Une infinité, c’est une infinité. Les canaux répondaient à tous les besoins. Ils donnaient accès, pour ceux qui le désiraient, soit à un univers immatériel, soit à un univers dont l’atome unique incluait toute chose, soit encore à un univers où les êtres vivants rajeunissaient avec le temps au lieu de vieillir.
Il existait des mondes inconnus des fils d’Adam, peuplés de tribus dont les têtes poussaient de l’autre côté des épaules, avec des bouches dans leurs poitrines ; des mondes de cyclopes, qui couraient très vite, bien qu’ils n’aient qu’un œil et qu’une jambe ; des mondes dont les habitants avaient une bouche si petite qu’ils absorbaient leur nourriture avec une paille ; des mondes où vivaient des amibes intelligentes ; des mondes où la réincarnation corporelle était un fait courant ; des mondes où il suffisait d’une chiquenaude pour qu’un rêve devienne réalité.

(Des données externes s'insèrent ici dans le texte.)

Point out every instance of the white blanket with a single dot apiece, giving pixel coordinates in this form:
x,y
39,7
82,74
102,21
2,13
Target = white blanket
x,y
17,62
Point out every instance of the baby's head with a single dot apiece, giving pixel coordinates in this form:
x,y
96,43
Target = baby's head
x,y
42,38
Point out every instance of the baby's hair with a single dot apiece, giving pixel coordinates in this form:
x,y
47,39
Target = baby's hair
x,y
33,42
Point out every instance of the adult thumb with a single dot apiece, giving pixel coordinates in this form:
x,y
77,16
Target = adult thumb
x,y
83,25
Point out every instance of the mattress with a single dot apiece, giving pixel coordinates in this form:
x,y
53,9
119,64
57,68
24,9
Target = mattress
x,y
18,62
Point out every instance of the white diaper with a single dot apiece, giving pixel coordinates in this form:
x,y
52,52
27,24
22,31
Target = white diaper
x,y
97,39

Certes, une infinité, c’est une infinité. Mais, dans un but pratique, seulement deux douzaines environ de ces mondes avaient de l’importance, étant liés par une orientation et des objectifs communs.

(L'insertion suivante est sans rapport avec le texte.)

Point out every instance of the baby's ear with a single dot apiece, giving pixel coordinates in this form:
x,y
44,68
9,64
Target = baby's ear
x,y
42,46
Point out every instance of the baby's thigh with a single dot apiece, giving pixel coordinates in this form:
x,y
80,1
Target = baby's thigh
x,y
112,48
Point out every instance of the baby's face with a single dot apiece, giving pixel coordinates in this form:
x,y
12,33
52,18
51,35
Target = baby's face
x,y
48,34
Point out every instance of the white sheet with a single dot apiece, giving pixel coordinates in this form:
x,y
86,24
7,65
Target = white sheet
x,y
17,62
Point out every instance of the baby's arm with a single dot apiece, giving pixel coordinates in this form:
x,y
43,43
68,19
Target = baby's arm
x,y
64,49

Sur un de ces mondes, des chirurgiens expérimentés étaient capables de guérir une gorge rongée par le cancer. Avec le temps leur méthode serait communiquée à la Terre, en remerciement de quelque bienfait terrestre, mais Alfieri ne pouvait attendre que cet échange s’accomplisse. Il versa les honoraires et les administrateurs de la Maison à Mi-Chemin l’expédièrent sur Hinnerang.